From the Big Apple to South Beach to Sin City, Montna’s rice now serves as the bedding for some of the best nigiri rolls in the country.

And the rice is bagged just a short drive from that “terrible” plot of land that wasn’t supposed to grow much of anything at all. Let alone foster the growth of one of the most recognizable rice products in the restaurant industry.

But it’s not all business with the Montnas. That second small item underway, lies just beyond the riverbank.

California’s chinook salmon are struggling to survive as their population numbers are dwindling at an alarming rate.

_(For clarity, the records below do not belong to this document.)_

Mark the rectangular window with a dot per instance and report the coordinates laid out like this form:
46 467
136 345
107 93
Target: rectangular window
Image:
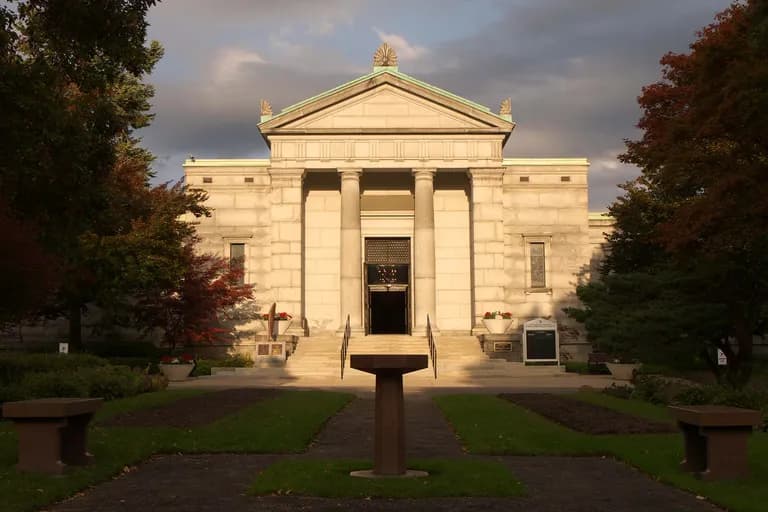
538 267
237 259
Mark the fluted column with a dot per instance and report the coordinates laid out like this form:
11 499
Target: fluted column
424 251
351 253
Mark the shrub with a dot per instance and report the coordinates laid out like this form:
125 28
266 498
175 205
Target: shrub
577 367
107 382
694 395
619 391
137 349
203 366
14 366
651 388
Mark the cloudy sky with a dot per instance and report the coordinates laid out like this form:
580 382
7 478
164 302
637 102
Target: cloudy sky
573 68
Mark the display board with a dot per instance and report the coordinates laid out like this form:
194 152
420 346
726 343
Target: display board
540 341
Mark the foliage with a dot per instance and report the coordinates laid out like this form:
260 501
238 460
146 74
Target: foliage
73 171
191 312
15 365
29 273
687 270
489 425
116 448
331 478
489 315
623 391
107 382
203 366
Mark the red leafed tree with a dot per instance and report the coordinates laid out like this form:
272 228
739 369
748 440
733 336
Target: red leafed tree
190 313
700 206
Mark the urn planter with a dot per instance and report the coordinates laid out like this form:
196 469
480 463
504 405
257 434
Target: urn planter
177 372
497 325
623 371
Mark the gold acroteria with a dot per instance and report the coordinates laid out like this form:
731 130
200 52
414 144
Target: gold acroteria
506 107
385 56
266 108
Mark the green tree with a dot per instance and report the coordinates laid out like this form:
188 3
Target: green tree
688 263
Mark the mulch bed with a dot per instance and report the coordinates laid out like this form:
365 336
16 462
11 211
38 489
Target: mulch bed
193 411
585 417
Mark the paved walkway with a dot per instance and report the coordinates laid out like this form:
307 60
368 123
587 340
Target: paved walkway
217 482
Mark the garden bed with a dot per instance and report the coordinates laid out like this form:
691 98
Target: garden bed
585 417
193 411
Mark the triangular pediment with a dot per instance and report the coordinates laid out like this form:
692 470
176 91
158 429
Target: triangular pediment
386 103
387 107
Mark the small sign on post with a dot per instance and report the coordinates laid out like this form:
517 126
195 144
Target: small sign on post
541 342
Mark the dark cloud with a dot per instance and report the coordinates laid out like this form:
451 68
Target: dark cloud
572 68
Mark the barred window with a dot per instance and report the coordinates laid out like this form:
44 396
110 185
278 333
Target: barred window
538 267
237 260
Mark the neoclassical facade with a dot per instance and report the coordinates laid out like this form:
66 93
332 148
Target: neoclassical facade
388 200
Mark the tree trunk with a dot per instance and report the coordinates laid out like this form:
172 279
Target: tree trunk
75 327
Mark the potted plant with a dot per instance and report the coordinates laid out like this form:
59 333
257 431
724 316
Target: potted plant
497 322
177 368
623 368
282 322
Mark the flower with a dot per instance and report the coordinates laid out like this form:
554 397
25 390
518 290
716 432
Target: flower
278 316
489 315
179 359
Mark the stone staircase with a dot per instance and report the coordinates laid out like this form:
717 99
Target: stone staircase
458 358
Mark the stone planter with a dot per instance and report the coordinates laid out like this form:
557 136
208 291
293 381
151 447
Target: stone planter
177 372
497 325
282 326
623 371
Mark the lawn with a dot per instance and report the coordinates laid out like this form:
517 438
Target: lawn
330 478
490 425
285 424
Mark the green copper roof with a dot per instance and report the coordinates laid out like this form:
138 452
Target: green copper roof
392 70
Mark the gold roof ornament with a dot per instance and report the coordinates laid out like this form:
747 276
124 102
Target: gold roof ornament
266 108
385 56
506 107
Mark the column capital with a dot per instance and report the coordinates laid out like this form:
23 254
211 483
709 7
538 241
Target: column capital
350 173
421 173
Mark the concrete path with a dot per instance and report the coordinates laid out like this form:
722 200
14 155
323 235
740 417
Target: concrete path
212 483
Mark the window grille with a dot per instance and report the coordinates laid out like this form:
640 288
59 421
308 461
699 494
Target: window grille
388 251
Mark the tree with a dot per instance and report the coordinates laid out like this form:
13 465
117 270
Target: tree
692 230
73 96
191 312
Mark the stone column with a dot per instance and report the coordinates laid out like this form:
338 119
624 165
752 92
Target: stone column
424 251
287 255
351 253
487 244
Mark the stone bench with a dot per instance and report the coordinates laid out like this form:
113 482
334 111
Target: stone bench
52 432
715 439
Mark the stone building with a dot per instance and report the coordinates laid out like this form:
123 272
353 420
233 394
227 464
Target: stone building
387 199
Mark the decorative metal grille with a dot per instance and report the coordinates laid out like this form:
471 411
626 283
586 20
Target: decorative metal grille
388 251
538 271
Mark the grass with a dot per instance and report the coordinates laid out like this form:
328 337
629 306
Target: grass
632 407
330 478
490 425
284 424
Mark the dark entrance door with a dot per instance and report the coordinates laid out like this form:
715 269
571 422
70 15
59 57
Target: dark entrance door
388 311
387 269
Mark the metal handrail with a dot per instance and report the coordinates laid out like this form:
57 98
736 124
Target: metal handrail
345 346
432 347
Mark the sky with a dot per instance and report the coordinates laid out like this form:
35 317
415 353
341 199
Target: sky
573 68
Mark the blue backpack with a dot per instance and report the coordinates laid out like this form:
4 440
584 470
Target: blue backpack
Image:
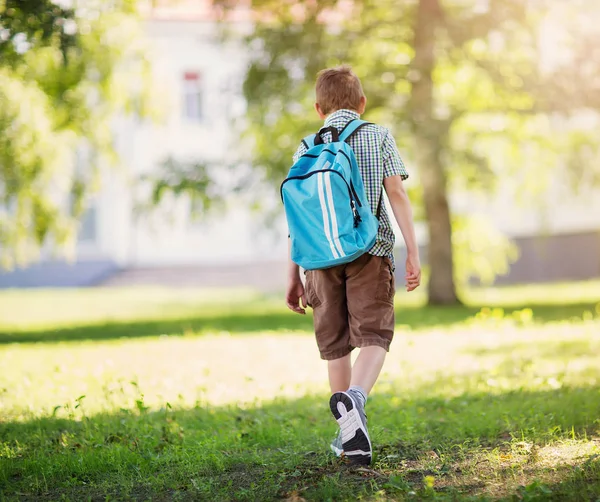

“We knew we had to step up and do something and with the help of scientists at UC Davis and Cal Trout, we found an answer on our rice fields.”

In a place where you weren’t supposed to grow much, Al found a way to grow rice and provide a home for birds. Now, those same fields, under his daughters’ care, are helping fish on their journey to the Pacific Ocean.

“This display is quite dazzling. With a single scoop of water in a rice field, you will find thousands of tiny bugs darting to and fro.”

While the bugs may make you squirm, to a juvenile salmon, this is like a complimentary all-you-can-eat Las Vegas buffet.

Just with the water for the birds, this food for the fish could mean the difference between saving the salmon or not.

And as you’ve heard before. It isn’t really supposed to work. But somehow, it just might.